¡Ha Resucitado!

A las mujeres que acudieron al sepulcro, la mañana de Pascua, el ángel les dijo: «No teman. Buscan a Jesús Nazareno, el crucificado. ¡Ha resucitado!». ¿Pero verdaderamente ha resucitado Jesús? ¿Qué garantías tenemos de que se trata de un hecho realmente acontecido, y no de una invención o de una sugestión? San Pablo, escribiendo a la distancia de no más de veinticinco años de los hechos, cita a todas las personas que le vieron después de su resurrección, la mayoría de las cuales aún vivía (1 Co 15,8). ¿De qué hecho de la antigüedad tenemos testimonios tan fuertes como de éste? 
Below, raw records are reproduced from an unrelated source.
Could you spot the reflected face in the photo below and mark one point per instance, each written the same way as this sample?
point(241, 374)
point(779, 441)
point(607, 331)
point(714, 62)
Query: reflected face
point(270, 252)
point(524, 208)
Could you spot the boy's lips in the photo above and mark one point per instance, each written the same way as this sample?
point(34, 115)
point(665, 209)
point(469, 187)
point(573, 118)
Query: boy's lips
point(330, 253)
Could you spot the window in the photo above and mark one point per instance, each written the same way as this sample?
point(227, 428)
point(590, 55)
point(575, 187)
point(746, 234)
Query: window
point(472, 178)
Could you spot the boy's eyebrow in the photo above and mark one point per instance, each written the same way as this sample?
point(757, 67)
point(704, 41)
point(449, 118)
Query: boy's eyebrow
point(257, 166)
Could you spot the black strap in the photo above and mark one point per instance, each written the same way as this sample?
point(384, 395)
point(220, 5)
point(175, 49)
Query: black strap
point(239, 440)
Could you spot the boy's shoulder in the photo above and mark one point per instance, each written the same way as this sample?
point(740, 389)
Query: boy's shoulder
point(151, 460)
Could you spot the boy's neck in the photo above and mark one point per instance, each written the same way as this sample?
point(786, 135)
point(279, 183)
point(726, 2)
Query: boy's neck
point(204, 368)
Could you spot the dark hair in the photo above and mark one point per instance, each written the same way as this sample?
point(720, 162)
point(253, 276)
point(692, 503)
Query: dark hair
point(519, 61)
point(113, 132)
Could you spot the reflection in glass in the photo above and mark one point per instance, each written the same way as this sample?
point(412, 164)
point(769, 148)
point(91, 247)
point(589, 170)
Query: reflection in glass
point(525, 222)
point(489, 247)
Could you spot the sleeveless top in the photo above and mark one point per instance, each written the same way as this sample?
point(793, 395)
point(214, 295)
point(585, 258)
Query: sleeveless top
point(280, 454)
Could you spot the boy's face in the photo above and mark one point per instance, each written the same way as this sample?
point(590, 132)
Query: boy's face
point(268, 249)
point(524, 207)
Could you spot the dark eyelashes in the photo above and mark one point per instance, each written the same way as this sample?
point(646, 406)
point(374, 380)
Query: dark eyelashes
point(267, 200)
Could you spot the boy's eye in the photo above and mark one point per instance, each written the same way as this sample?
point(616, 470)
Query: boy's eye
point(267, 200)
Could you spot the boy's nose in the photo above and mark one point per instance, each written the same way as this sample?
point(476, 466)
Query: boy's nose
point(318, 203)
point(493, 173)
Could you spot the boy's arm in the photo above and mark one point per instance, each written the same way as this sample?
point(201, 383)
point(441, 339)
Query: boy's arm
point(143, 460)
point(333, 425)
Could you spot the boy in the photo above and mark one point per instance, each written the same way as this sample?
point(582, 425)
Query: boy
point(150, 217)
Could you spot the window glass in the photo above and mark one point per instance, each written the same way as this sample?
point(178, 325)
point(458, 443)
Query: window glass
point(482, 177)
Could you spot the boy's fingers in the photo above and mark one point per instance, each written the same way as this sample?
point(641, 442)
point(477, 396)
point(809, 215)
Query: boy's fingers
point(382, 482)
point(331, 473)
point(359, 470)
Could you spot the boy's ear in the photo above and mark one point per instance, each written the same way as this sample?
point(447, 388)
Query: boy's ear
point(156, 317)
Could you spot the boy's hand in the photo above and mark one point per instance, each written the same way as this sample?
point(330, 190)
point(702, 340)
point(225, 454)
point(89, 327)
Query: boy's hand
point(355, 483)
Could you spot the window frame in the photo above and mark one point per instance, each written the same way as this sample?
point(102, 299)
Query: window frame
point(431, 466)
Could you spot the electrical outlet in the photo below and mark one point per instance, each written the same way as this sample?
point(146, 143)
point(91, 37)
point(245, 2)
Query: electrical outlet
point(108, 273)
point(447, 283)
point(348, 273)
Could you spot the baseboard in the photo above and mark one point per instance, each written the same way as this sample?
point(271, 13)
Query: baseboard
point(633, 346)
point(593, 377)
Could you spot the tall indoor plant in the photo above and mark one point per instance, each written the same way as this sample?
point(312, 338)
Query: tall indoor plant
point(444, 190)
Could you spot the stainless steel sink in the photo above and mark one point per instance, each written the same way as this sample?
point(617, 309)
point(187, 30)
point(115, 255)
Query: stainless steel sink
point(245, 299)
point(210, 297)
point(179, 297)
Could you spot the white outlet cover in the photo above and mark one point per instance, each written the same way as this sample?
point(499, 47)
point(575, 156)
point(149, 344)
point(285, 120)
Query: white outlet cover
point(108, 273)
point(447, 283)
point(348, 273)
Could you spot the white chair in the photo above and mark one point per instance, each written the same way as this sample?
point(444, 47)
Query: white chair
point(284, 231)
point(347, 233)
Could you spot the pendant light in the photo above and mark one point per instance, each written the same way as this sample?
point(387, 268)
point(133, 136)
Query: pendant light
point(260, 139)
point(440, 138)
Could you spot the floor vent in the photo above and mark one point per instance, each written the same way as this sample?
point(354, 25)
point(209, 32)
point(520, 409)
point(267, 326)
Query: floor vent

Para convencernos de la verdad del hecho existe también una observación general. En el momento de la muerte de Jesús los discípulos se dispersaron; su caso se da por cerrado: «Esperábamos que fuera él…», dicen los discípulos de Emaús. Evidentemente, ya no lo esperan. Y he aquí que, de improviso, vemos a estos mismos hombres proclamar unánimes que Jesús está vivo; afrontar, por este testimonio, procesos, persecuciones y finalmente, uno tras otro, el martirio y la muerte. ¿Qué ha podido determinar un cambio tan radical, más que la certeza de que Él verdaderamente había resucitado? 

No pueden estar engañados, porque han hablado y comido con El después de su resurrección; y además eran hombres prácticos, ajenos a exaltarse fácilmente. Ellos mismos dudan de primeras y oponen no poca resistencia a creer. Ni siquiera pueden haber engañado a los demás, porque si Jesús no hubiera resucitado, los primeros en ser traicionados y salir perdiendo (¡la propia vida!) eran precisamente ellos. Sin el hecho de la resurrección, el nacimiento del cristianismo y de la Iglesia se convierte en un misterio aún más difícil de explicar que la resurrección misma. 

Estos son algunos argumentos históricos, objetivos; pero la prueba más fuerte de que Cristo ha resucitado ¡es que está vivo! Vivo, no porque nosotros le mantengamos con vida hablando de Él, sino porque Él nos tiene en vida a nosotros, nos comunica el sentido de su presencia, nos hace esperar. «Toca a Cristo quien cree en Cristo», decía san Agustín, y los auténticos creyentes experimentan la verdad de esta afirmación. 

Oremos: Señor Dios nuestro: Tú has iluminado este día  con la luz gloriosa de Cristo. Haz que nazcamos con él a una nueva vida, una vida de amor fiel en la nueva Alianza; y renuévanos en nuestro cuerpo y en nuestro espíritu para que seamos tus hijos e hijas fieles y te rindamos incondicional servicio, junto con tu Hijo resucitado, Jesucristo, nuestro Señor.